2015-11-24-1448384446-1594419-wilsonpic.jpg
(That's your boy, Princeton)

I'm tired of people with privilege being able to wash away their mistakes, while those without privilege must carry and live with their mistakes for a lifetime. If a black man must have a criminal record follow him into job interviews, then Princeton must have Woodrow Wilson everywhere. If the Bible depicts a genocide -- as it does in 1 Samuel 15 -- and the Vedas depict evil, and all the world's sacred texts honor memory; this too must be part of ours. Let our hypocrisy stare at us into the future, and let the conversations and apologies heal our past and present.

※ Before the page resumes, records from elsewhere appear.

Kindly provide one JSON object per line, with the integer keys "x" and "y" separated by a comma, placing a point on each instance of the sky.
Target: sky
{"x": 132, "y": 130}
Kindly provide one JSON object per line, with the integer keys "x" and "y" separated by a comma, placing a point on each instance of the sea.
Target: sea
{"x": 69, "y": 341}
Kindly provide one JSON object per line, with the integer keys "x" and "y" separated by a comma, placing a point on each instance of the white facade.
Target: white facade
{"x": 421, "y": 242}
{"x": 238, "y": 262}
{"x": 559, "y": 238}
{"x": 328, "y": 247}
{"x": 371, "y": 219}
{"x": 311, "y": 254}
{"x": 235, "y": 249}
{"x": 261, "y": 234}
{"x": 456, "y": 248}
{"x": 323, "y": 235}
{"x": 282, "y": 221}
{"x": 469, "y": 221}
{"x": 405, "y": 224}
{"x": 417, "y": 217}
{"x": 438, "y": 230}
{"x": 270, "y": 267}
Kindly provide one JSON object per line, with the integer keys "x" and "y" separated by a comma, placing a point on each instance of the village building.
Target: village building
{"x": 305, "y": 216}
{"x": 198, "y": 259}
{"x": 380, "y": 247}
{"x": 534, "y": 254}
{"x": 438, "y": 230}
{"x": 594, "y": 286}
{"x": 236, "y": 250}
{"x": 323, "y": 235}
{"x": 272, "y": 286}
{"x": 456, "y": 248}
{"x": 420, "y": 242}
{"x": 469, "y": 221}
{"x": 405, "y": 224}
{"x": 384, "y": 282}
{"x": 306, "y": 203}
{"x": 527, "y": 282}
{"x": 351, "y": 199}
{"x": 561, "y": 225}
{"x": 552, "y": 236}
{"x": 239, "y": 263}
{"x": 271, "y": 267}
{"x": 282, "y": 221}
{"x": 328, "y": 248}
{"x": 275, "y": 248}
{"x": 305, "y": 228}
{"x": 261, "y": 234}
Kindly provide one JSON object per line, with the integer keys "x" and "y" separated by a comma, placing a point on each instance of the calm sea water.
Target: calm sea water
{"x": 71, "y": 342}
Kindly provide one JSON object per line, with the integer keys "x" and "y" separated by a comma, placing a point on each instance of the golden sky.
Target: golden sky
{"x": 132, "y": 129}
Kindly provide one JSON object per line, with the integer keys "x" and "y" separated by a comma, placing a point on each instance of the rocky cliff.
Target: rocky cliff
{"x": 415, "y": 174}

Miroslav Volf talks about the end of memory, or when our fragile brains move on and end up remembering stories of our own past in ways very different than they actually happened. Images and videos keep us honest. I know it's traumatic, but it's honest. Princeton should never be able to lie about this. Laquan's killing is canon now.

And this is why we must watch, and why every global leader should be forced to watch images of starvation and unrest before their first day in office: as a reminder of the power and responsibility we have. I'm with the Black Justice League fully in every other aspect, but the privilege of education cannot protect us: If we must see Laquan, we must also force ourselves to be uncomfortable with Woodrow Wilson.